Insights
Automating small tasks can bring big benefits to charities of all sizes. We look at some low-cost examples
Think about automation and you may conjure up images of manufacturing robots on car production lines or driverless forklifts buzzing around enormous warehouses. In other words, expensive machines that replace humans and which are the preserve of large corporations.
But the truth is that many organisations including charities – especially small charities - can benefit from automation. Not the expensive robot-type of automation, but small-scale automation.
This involves automating individual tasks, activities or procedures, rather than whole business processes. This type of automation is often done using inexpensive software, it can offer big benefits at little cost, and it makes employees’ and volunteers’ lives easier rather than replacing them.
One example of small-scale automation might be an automated email that is sent out to one of your charity’s service users to remind them of an appointment they have with a charity staff member the following day.
Creating and running this type of small-scale automation costs almost nothing, but if it prevents someone from forgetting to attend an appointment then there is a big benefit to the service user.
There is also a reduction in time wasted by your charity staff member who may have prepared for the appointment and blocked off some time in their diary. By reducing appointments missed it can raise productivity.
Of course, your charity could send out appointment reminders manually for each appointment it has with a service user, but this takes up time which could be used more productively, is easily forgotten, and is, frankly, tedious.

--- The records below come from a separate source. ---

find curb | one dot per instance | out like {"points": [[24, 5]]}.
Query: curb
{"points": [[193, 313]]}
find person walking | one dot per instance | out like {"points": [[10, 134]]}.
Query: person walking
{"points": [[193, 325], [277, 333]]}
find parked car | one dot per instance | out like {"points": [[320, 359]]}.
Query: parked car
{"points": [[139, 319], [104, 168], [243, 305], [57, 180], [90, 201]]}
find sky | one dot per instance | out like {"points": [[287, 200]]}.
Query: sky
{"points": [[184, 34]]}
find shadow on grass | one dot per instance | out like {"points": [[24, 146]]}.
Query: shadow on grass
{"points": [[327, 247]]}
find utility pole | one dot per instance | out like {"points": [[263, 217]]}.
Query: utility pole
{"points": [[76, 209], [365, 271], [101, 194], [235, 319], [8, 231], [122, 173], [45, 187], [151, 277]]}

In general, the benefits of small-scale automation to your charity include:
One example of an effective way that your charity could make use of small-scale automation is by implementing a chatbot that can answer the most commonly asked questions posed by constituents automatically.
Not only does this free staff members from having to answer the same question many times, but it enables your charity to offer a service at all hours of the day and night while ensuring that specific questions are answered accurately and consistently.

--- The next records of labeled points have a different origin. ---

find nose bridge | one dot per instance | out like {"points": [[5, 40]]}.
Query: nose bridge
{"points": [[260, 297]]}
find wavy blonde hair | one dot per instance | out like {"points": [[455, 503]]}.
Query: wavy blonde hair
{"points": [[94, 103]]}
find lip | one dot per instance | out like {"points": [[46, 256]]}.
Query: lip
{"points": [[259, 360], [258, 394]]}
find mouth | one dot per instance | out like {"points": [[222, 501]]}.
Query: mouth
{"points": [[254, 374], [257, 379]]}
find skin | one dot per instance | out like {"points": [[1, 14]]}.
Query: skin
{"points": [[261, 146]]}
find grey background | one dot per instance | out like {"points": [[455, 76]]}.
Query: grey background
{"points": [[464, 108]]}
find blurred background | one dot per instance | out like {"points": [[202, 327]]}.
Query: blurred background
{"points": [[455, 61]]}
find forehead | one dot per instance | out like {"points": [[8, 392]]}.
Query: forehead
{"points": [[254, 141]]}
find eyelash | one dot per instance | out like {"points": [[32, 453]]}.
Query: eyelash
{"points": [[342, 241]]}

Small-scale automation can be used by your charity to help fundraising activities in many ways. By automating a specific activity such as registration for a fundraising event, for example, your charity could save many hours of staff time.
Small-scale automation can also be used to send out emails during fundraising campaigns, and these are often managed from your constituent relationship management (CRM) systems.
Engaging with constituents and potential supports is an important part of most charities’ activities, and small-scale automation can be extremely helpful in this regard.
Examples include sending out automated birthday messages to supporters to maintain a relationship, and inviting constituents to follow your charity on social media platforms such as Facebook, Twitter, and Instagram.
With many charities reporting falling revenues, combined with increasingly high inflation, controlling costs is likely to be very important to charities in the coming months and years.
The automation of the process of shopping around to get the best prices for goods which are supplied to service users can save employees’ time and ensure that your charity’s resources are used effectively.
Other examples include the automation of data entry, invoicing and other administrative tasks which are time-consuming, dull, and prone to human errors.